Web dev at the end of the world, from Hveragerði, Iceland

Visual Studio Code extensions are much less secure than browser extensions or even npm packages

A trope old enough to date back to the dawn of software dev is when one vendor shits on another one in order to promote a new product of theirs.

A recent iteration of this is the following series of blog posts highlighting some of the many issues with Microsoft’s Visual Studio Code, all leading up to the announcement of a product that promises to (but won’t) fix the extension security problem.

(VirusTotal didn’t make a dent in the malware problem. This won’t either.)

Even though the motivation for the series is quite meh, the problems it observes are entirely accurate.

This is both and old problem and a long-exploited one. According to an unrelated article from last year that highlighted many of the same problems:

We’ve also discovered that some extensions may have already been taking advantage to exploit this attack vector.

The problems with Visual Studio Code are numerous (there’s a reason why I don’t use it any more). It has a ton of UX issues, but the poor security is a much more serious issue, although one that is practically standard for Microsoft products. (Seriously, they are much worse than other vendors when it comes to security.)

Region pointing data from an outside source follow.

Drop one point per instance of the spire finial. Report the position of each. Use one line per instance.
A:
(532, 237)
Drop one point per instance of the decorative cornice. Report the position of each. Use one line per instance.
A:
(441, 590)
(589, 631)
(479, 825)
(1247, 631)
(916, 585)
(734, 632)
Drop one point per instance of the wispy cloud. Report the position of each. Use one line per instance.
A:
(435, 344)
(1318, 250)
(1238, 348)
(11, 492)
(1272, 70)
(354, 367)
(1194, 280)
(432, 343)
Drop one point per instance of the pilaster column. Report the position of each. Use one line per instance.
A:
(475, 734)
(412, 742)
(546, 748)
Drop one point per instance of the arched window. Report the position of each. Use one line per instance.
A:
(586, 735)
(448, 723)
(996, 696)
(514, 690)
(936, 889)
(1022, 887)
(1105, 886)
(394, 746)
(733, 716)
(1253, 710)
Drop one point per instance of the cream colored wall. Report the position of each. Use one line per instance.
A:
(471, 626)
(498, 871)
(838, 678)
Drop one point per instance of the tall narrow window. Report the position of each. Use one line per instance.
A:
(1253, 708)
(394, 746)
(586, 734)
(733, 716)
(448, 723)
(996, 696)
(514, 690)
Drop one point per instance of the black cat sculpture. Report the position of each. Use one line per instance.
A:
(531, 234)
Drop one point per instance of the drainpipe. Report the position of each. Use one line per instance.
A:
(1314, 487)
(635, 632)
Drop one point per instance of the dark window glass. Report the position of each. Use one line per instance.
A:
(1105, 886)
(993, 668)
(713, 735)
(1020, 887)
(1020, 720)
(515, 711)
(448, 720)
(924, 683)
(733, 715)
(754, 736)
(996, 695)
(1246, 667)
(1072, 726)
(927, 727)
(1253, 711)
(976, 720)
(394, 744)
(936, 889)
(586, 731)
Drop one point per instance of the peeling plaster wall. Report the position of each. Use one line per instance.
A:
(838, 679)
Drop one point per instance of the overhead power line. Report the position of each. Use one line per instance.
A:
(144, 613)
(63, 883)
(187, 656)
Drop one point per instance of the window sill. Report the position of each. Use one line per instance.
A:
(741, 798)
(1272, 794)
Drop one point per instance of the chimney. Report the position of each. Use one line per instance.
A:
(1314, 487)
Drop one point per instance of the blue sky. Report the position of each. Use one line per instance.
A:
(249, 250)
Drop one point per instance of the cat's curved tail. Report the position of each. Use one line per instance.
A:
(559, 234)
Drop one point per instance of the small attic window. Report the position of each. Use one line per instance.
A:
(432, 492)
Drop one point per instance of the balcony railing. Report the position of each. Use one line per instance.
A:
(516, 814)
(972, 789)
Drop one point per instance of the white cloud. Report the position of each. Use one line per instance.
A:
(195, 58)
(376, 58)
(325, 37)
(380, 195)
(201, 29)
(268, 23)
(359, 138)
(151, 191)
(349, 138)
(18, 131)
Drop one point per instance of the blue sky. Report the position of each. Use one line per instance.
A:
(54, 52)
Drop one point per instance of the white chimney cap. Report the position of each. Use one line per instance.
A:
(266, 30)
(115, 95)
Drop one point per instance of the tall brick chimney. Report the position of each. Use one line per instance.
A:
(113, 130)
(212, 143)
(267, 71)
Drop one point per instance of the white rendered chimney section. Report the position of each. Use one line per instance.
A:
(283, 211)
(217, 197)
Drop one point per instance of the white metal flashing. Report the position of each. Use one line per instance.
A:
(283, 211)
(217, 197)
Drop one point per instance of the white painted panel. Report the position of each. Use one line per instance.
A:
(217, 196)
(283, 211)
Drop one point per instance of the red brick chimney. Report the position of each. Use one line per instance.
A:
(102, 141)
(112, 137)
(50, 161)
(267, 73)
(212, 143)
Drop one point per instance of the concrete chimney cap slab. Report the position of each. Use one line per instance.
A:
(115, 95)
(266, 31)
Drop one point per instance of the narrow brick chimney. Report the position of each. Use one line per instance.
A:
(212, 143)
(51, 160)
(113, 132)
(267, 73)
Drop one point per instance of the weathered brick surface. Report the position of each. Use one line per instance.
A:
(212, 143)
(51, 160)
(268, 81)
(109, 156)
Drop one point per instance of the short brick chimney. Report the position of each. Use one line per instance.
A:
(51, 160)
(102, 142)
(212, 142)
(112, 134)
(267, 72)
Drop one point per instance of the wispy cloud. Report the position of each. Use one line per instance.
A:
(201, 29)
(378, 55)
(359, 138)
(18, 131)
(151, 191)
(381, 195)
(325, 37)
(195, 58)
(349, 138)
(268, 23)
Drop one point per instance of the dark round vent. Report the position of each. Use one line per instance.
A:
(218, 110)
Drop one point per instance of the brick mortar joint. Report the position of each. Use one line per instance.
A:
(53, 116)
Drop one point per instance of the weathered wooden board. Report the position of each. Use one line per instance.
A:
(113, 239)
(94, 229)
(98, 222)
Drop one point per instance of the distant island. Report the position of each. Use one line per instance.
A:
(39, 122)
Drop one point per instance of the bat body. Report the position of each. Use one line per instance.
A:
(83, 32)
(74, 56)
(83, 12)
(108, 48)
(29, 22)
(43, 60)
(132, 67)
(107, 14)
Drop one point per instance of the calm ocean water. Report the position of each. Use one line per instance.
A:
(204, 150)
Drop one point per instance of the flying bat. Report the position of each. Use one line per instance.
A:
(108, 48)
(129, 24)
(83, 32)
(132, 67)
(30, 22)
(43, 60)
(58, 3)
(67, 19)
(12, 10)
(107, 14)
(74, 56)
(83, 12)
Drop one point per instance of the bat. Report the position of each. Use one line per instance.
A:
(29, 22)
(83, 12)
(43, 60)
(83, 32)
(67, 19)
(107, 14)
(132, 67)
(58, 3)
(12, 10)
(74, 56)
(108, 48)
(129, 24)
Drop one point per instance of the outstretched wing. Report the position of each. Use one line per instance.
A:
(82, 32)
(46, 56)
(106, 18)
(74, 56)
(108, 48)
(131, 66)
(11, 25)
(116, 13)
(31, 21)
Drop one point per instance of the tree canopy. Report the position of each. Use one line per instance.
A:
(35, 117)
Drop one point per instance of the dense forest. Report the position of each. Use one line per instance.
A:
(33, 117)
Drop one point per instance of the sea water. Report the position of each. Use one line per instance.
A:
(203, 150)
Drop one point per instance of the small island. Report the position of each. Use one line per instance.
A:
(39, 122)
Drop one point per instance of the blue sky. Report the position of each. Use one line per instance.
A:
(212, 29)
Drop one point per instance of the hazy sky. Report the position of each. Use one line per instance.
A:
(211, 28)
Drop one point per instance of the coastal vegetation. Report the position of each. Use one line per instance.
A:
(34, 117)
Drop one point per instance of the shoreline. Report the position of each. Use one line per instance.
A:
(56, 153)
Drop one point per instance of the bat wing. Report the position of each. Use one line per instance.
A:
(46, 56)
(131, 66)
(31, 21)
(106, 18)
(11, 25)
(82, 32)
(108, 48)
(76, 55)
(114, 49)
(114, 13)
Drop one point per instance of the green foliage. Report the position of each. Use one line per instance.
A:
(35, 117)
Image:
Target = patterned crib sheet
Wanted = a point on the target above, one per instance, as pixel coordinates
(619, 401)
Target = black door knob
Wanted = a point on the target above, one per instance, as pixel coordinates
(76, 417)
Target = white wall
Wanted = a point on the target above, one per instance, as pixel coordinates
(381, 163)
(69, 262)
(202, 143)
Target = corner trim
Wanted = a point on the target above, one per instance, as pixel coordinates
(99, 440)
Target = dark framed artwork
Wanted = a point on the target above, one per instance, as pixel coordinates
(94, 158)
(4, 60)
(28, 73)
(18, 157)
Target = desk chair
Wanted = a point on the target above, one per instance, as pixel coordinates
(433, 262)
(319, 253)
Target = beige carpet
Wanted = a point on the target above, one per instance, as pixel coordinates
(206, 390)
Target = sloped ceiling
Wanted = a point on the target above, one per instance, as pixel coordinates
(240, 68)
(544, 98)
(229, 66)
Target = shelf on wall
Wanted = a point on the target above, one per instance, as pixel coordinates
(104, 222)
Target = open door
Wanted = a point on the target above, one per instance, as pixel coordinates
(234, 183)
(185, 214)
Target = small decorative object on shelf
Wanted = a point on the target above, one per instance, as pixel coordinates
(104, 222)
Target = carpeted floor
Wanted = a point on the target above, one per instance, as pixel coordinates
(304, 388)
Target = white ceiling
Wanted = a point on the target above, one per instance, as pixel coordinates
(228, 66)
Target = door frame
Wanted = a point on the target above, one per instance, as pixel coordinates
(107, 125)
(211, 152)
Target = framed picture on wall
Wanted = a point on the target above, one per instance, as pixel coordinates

Some of the highlight problems from the above blog posts:

  • Extensions don’t have much in terms of permission management. An extension can do pretty much anything it wants, load what it wants, read and write what it wants, and run whatever it likes.
  • They automatically update, which makes a bait-and-switch tactic easy, where an attacker first publishes a legitimate extension but later updates it to include malware.
  • Publisher accounts are both commonly unverified and too easy to verify. All you need is a verified domain.
  • The information is just taken from a GitHub project and there apparently isn’t any verification that the project matches what’s in the extension, so an attacker could have an open source GitHub project while actually shipping different code with the extension.
  • You can install-bomb your way to increasing the install count of your extension. There’s no attempt to verify the data that is being used in the extension store to indicate popularity or trustworthiness.

The above issues mean that VS Code extensions are a bigger security issue than npm packages, for example. Unlike packages, extensions update and run in the background, usually throughout the developers entire work day.

Visual Studio Code isn’t the only extensible IDE to have these issues, but it is by far the largest. That means that the benefit to the malware maker is disproportionately bigger.

The upside of managing to deliver a seemingly innocuous but compromising extension is enormous.

So big, in fact, that it’d be foolish to think it isn’t already happening.